Welcome to your Friday edition of the Big East mailblog. Keep your comments coming.
Ryan Cavins in Louisville writes: This is a two-part question. Given Charlie Strong coaching and Clint Hurtt's ties to Southern Florida recruiting, do you believe that Louisville (given that both stay for the long run) can build into a perennial top 20 team? Also with the addition of TCU and teams like UConn, U of L, and Syracuse on the rise, do you think it can become a respected football conference again? Nothing like the SEC or Big 12 currently but could the Big East be right in the mix behind them?
Andrea Adelson: Ryan, I do believe Louisville has the potential to be a perennial top-20 team. Look at what Strong did last season with a team many projected to finish last in the Big East, a team that went 4-8 the year before he took over. This year is going to be a challenge as well with so many experienced players gone, but there is a reason players respond to and play for Strong. They did it at Florida and they are doing it at Louisville. The pipeline into South Florida is only going to help boost the talent level. I think a bigger question is what happens if Strong has plenty more success. Does he stay or get offered other opportunities at bigger schools? As for the Big East becoming more of a respected conference, one of the problems is that the Big East is smaller than everybody else. So it doesn't have an opportunity to have five or six teams ranked like the SEC and Big Ten. The addition of TCU certainly will help, but I think the Big East needs to have at least three teams in the Top 25 on an annual basis to start making inroads.

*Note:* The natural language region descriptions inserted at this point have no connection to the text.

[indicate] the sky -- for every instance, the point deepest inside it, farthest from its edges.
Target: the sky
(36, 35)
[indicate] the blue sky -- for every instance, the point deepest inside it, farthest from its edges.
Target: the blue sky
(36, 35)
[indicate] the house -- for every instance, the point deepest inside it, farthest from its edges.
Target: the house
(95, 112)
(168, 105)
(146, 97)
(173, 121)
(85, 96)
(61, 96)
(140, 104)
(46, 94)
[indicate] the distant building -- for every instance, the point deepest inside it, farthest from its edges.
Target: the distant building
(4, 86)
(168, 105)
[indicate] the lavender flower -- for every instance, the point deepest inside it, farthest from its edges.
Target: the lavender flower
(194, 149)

Kenneth in Charleston, W.Va., writes: Why isn't BYU being seriously discussed as an expansion candidate? They have a huge national following and a very quality football program with a better than average basketball team (way better than TCU's). Why wouldn't the Big East consider adding them as full-time members instead of football only? To me, they seem to be the best option. Villanova is a complete JOKE!

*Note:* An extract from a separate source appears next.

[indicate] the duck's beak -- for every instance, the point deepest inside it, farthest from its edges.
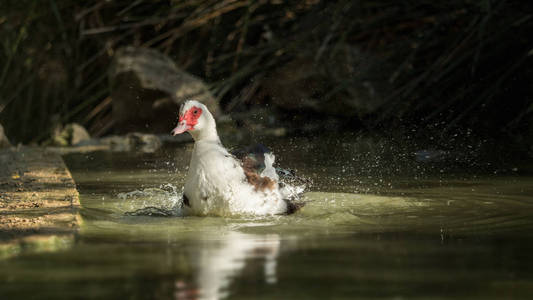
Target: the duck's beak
(181, 128)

Adelson writes: Kenneth, there are a few reasons here. First, I think going to Dallas is the furthest the Big East is willing to stretch its borders. Going into the mountain time zone would completely demolish its footprint as an Eastern conference. Some question TCU as well, but at least Dallas is a quicker plane ride than to Salt Lake City -- and Provo is one hour away from there, too. Second, BYU just left a conference and is eager to see how going independent is going to work. Yes, the Big East is an AQ conference, but how would joining up benefit BYU right now when it has its own TV network, along with a TV deal from ESPN? BYU has little in common with the schools in the Big East, and aside from TCU has no familiarity with any of the teams, either. I understand your feelings on Villanova. The only way adding Villanova benefits the league is to appease the basketball membership. Adding Villanova does not up the prestige level of the conference.
Oliver in Philadelphia writes: Why are people concerned about the stadium size at PPL when everyone knows Villanova can't sell 30,000 tickets? Who cares how small the stadium is? They still won't sell out. Because I live in Philly I can tell you this: nobody cares. I mean really, nobody cares. We have 5 pro teams who made or will make the playoffs this year. College football will never be relevant in Philadelphia.
Adelson writes: What really is troublesome about all of this is how the Nova situation has been botched. If there were complaints from some of the bigger football-playing schools, why even make Villanova believe this could happen?
Bob in Palm Springs, Calif., writes: Where did all of last year's fired assistants from WVU end up? And where do you think Bill Stewart will be next year?
Andrea Adelson: Chris Beatty is now the receivers coach at Vanderbilt; Dave McMichael is now tight ends coach at Kent State; Jeff Mullen is now offensive coordinator at Charlotte, a program set to begin play in 2013; Dave Johnson works at the Offensive Line Academy. As for Stewart, he will be where he is today -- home on his couch.